17 Aralık yolsuzluk ve rüşvet operasyonlarından sonra ne yapıldı?
Sanıkların yargılanmaları gerekirken, tam tersine yolsuzlukların üstü örtülmeye çalışıldı…
Savcıya ifade vermeye gidilmedi…
Operasyonu yapan polisler ve savcılar darmadağın edildi, yeni savcılar tayin edilip, yeni mahkemeler kuruldu…
Ülke âdeta bölündü. Adalet yok oldu, yargı yerle bir edildi, millet düşman kamplara
ayrıldı…
Peki, tüm bu yapılanlar, yasalara göre suç değil mi?
Elbette ki suç! Ve bunun hesabını vermek zorundalar.
Hesap nasıl verilir?
Yargılanarak!
* * * *
Bunları ben söylemiyorum. Ülkemizin önde gelen hukukçularından olan Yargıtay Onursal Başkanı Prof. Sami Selçuk söylüyor.
17 Aralık’tan sonra, Başbakan Tayyip Erdoğan’a, hukuksuzlukları değerlendiren “5 açık mektup” yazan Sami Selçuk, onun ‘yolsuzluk ve rüşvet soruşturmalarını’ hükümete karşı bir darbe olarak değerlendirmesini eleştirerek diyor ki:
“Türkiye, askerlerin darbe yapmasına alıştı. Sivillerin darbe yapması bugüne kadar hiç görülmedi. Yolsuzluk soruşturmalarını darbe diye adlandırmak doğru değil.
Darbelerin tanımı yasalarda bellidir. Benim kanaatim ‘A’dan Z’ye kadar safsatadır.

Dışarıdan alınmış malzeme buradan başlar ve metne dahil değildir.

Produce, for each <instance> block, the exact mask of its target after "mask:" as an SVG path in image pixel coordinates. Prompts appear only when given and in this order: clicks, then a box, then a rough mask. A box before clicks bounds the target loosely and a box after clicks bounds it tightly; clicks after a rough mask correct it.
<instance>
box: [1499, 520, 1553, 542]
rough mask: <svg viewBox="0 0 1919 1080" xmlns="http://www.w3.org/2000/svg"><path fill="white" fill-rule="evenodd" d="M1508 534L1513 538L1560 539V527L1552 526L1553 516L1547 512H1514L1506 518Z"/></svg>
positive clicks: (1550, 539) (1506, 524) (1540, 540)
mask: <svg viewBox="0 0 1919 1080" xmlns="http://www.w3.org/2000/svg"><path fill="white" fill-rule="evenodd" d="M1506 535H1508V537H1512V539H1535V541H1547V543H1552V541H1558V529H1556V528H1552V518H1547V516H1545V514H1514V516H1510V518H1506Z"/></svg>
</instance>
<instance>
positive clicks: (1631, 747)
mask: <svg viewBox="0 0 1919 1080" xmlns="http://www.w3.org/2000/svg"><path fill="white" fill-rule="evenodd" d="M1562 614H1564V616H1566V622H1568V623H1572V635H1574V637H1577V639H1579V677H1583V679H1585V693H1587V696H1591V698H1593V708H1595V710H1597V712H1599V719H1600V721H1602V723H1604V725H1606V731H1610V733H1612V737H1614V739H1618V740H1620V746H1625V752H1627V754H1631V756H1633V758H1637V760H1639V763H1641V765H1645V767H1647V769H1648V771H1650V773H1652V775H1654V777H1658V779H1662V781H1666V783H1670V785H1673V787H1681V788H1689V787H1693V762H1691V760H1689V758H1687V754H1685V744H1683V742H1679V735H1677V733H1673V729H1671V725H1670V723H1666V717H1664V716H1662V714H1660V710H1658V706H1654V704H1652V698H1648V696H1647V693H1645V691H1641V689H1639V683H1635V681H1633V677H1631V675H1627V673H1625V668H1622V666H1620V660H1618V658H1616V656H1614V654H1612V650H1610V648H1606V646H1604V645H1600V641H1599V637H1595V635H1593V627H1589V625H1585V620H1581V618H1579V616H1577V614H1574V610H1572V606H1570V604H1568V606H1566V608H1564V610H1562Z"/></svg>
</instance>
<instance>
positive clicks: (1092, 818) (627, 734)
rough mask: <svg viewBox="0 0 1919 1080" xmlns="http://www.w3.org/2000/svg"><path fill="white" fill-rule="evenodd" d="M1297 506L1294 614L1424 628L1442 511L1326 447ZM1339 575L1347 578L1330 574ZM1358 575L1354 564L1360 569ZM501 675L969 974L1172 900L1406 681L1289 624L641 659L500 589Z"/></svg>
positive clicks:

…Hiç kimse bundan kurtulacağını ummasın. Yarın mutlaka göreceksiniz, bunların hakkında kovuşturma yapılacaktır. Suçları da büyük ölçüde sabit olmuştur. Yapılan eylemler bellidir, hepsi de mahkûm olacaktır!”
* * * *
Masumiyetin kabadayılıkla, yasalara aykırı davranışlarla ispat edilemeyeceğini belirten Prof. Sami Selçuk, şöyle devam ediyor:
“Ben masumum diyorsanız yargıya başvuracaksınız!
Suçsuzluğunuzu kanıtlarsanız, haklılığın hem tadını çıkarır, hem güçlenirsiniz. Ama yargıdan kaçarsanız, hakkınızdaki
iddiaları ömür boyu sırtınızda bir kambur gibi taşır, tarihe öyle geçersiniz.”
* * * *
“Hukuk, dedikodu ile uğraşmaz, gevezelik yapmaz. Olayları doğrulayan kanıtlarla uğraşır.
Tek yol, yargıya başvurmaktır!
Yargıya başvurmakla, olayın doğruluğunu benimsemiş olmazsınız. Tam tersine, hem iftirayı, hem de sahteciliği dile getirmiş olursunuz.
‘Bunlar paralel yapı’ v.s. gibi varsayımlarla gülünüp geçilesi yollara lütfen tenezzül etmeyin!
‘Paralel yapı’ şeytanını taşlayıp hiçbir yere varamazsınız. Siz yargıya başvurmuyorsunuz, halka ‘Yalan bunlar’ diyorsunuz.
Bu iddiaların kanıtlama yeri halk değildir. Yüzde 99 oy alsanız bile aklanmış mı olacaksınız? Bu işler yargı önünde olur.
Yargının önünde olaylar, iddialar tartılır, sayılmaz!
Halka başvurduğunuz zaman oylar sayılır, tartılmaz!”
* * * *
Hukuk Profesörü Sami Selçuk Hoca’nın dediği gibi, iddiaların temizlenme yeri sandık değildir, yargıdır, yargı kararıdır!
Deniz Feneri davası gibi bunların da üzerinin örtülmesi, kamu vicdanını daha da yaralayacak, yargıdan yakalarını kurtarsalar bile toplum vicdanında mahkûm olmaktan kurtulamayacaklar!